SAN ANTONIO – A local nonprofit organization dedicated to helping families with neglected, abused and troubled children is urging the community to step up as good role models during the pandemic.
Unlike other organizations, Roy Maas Youth Alternatives has kept its doors open for families 24/7 since the beginning of the pandemic.
“From a treatment perspective, we help families with counseling needs and drop-off center services,” said Julie Strentzsch, chief program officer of Roy Maas Youth Alternatives. “We see people out on the streets. Kids are still running away. What has dropped during this pandemic is the number of calls with abuse because that primarily happens in the school.”
With children and teenagers learning from home and with extra activities limited due to COVID-19 restrictions, it has been a struggle for families needing those additional positive outlets to keep their children on the right path.
“Many agencies did shut their doors, and I think the assumption was that all agencies shut their doors and that we were not available,” Strentzsch said. “We want to be there to help kids. Even if we are not the resource they need, we could be the resource to help find the resource they need.”
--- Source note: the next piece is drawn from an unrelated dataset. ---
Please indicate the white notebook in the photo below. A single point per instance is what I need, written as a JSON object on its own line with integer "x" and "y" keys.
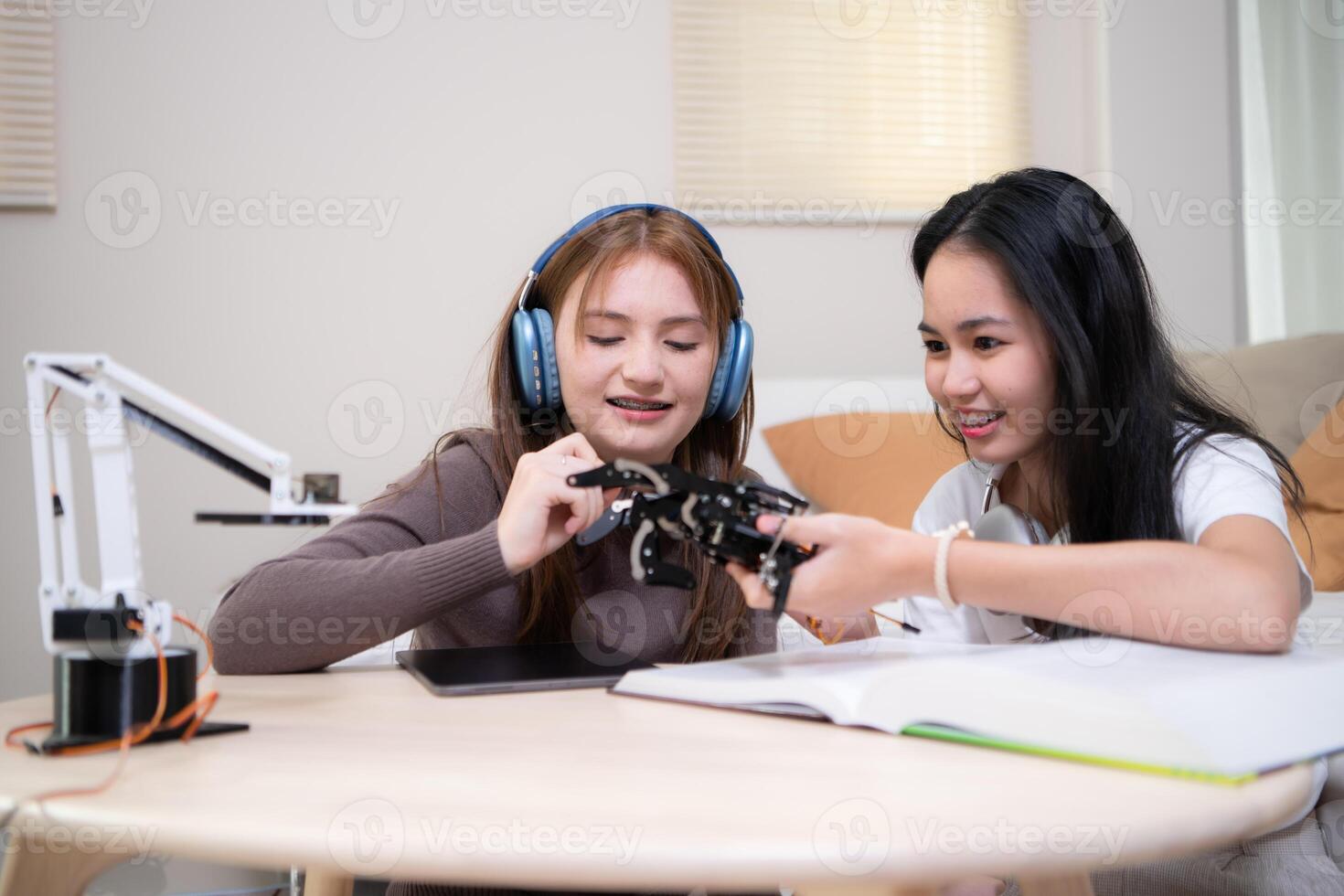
{"x": 1201, "y": 713}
One person who saw the outcome of lacking resources during the pandemic is Carol Falcon, a single mother whose son was killed due to gun violence. She said though her son, Darnilio Garza, 17, was getting to the point of settling down, she saw a downward spiral with him in March.
“I kind of saw him go down where he didn’t have a job, and he would get nervous and anxious going around, I guess, trying to make a living and trying to be his own dependent and (guide) in a sense,” Falcon said.
Falcon is now raising awareness about the importance of having many resources out there to help troubled teens like her son.
Strentzsch said in addition to more suicides in the young community during the pandemic, she has also seen more parents use their drop-off center services.
“They are frustrated and asking for timeouts at our center,” Strentzsch said. “When we get a call, we assess the family to see if we can meet the need via counseling. We want to keep the kids and families together as much as possible. If the youth and caregiver need a break, then we offer the center as an option. We start with the drop-in center services and then move to emergency shelter services as necessary.”
Strentzsch said a lot of that deals with having to be stuck at home all of the time.
“You are living in the same house with several people in a small space, and tempers flow,” Strentzsch said. “What we want to do is help them figure out how to alleviate that pressure cooker a little, giving them some space.”
Strentzsch said the anxiety Falcon’s son was dealing with is a shared anxiety in households during this time.
“With anxiety and depression, the numbers are astronomical, through the roof, since the pandemic,” Strentzsch said. “Kids, adults, families. No one is immune from the increased pressures of anxiety and depression.”
She said lacking positive resources tend to cause destructive behaviors.
“Like getting into gangs or with other dynamics that are not healthy that are impacting our kids and families,” Strentzsch said. “Our teens and children are feeling alone and isolated. What is going through their head is that ‘No one loves me. No one cares about me. I have lost all of my connections. I don’t have anyone to talk to.’ If we don’t — as community members and stakeholders in the community — don’t reach out and touch these young men and women, we are going to lose them to the counterculture.”
Strentzsch recommends families find a healthy, committed adult for the youths to look up to as role models.
“It doesn’t even have to be a relative,” Strentzsch said. “It can be a teacher, a church leader, a neighbor. It is critical that they have that to feel like they matter and are heard. That way, when they feel like they matter and believe they matter, they make different choices.”
Strentzsch had this advice for teens out there who need that extra positive push in their lives:
“We live in a world where kids believe today is the only day that matters, and they are not looking for tomorrow. And if the needs are not being met today, then it seems like the end of the world,” Strentzsch said. “I ask them to breathe, and I say, ‘Yesterday was bad. Today doesn’t have to stay that way, and tomorrow doesn’t have to be that way.’ Helping them to understand that tomorrow, all they have to do is pick themselves up, reconnect with someone, and find the future. Find the ability to look forward and not feel like they are failing because that is where shame and doubt lives.”
Strentzsch added that the organization’s biggest goal is to build a strong connection between families.
“It takes more than just dropping your child off here,” Strentzsch said. “That is essentially making someone else the solution. As a parent, you want to be the solution for the child. It is about pausing, even if you have so much stuff to do. Know that unique interaction and take that time. Our job is to help them understand that the five minutes you take today is worth hours in the future. It just has to be some meaningful moments that let the child know the parents care and love them.”